Antisipasi Varian Omicron, Pemerintah Kembali Batasi Orang Masuk dari Negara Ini

Antisipasi Varian Omicron, Pemerintah Kembali Batasi Orang Masuk dari Negara Ini
Ilustrasi - Waspada COVID-19 varian baru Omicron. Foto: Ricardo/JPNN.com

jpnn.com, JAKARTA - Direktorat Jenderal Imigrasi Kementerian Hukum dan HAM (Kemenkumham) menerapkan kebijakan penolakan terhadap orang asing atau mereka yang pernah singgah di sejumlah negara.

Hal itu menyusul penerbitan Surat Edaran Ditjen Imigrasi Nomor IMI-0269.GR.01.01 Tahun 2021, yang ditandatangani Plt Dirjen Imigrasi, Widodo Ekatjahjana tertanggal 27 November 2021.

Kabag Humas dan Umum Ditjen Imigrasi Arya Pradhana Anggakara mengatakan kebijakan ini merupakan perbaruan peraturan pembatasan orang asing yang masuk wilayah Indonesia untuk mencegah masuknya varian baru Covid-19, yakni varian Omicron.

Dengan aturan terbaru ini, Ditjen Imigrasi akan menolak masuknya orang asing yang sempat singgah atau tinggal di wilayah Afrika Selatan, Bostwana, Angola, Zambia, Zimbabwe, Malawi, Mozambique, Namibia, Eswatini, Lesotho, dan Hongkong dalam kurun waktu 14 hari sebelum masuk wilayah Indonesia.

"Jika ada orang asing yang pernah berkunjung ke negara-negara tersebut dalam kurun waktu 14 hari ke belakang, maka akan langsung ditolak masuk Indonesia di tempat pemeriksaan imigrasi," kata dia dalam keterangannya, Senin (29/11).

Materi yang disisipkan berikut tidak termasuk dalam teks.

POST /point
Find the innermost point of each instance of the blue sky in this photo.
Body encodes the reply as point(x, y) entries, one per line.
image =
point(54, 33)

Dengan demikian, terdapat penambahan daftar negara asal orang asing yang dilarang masuk ke Indonesia. Kebijakan itu pun berlaku efektif pada Selasa (30/11) besok.

Di samping itu, Ditjen Imigrasi juga menangguhkan sementara pemberian visa kunjungan dan tinggal terbatas bagi warga negara Afrika Selatan, Bostwana, Angola, Zambia, Zimbabwe, Malawi, Mozambique, Namibia, Eswatini, Lesotho, dan Hongkong.

Sementara itu, bagi orang asing selain dari negara-negara tersebut, saat ini masih berlaku aturan pembatasan sesuai Peraturan Menteri Hukum dan Hak Asasi Manusia Nomor 34 Tahun 2021.

Ditjen Kemenkumham menerapkan kebijakan baru mengenai penolakan terhadap orang asing. Kebijakan ini untuk mencegah penularan Covid-19.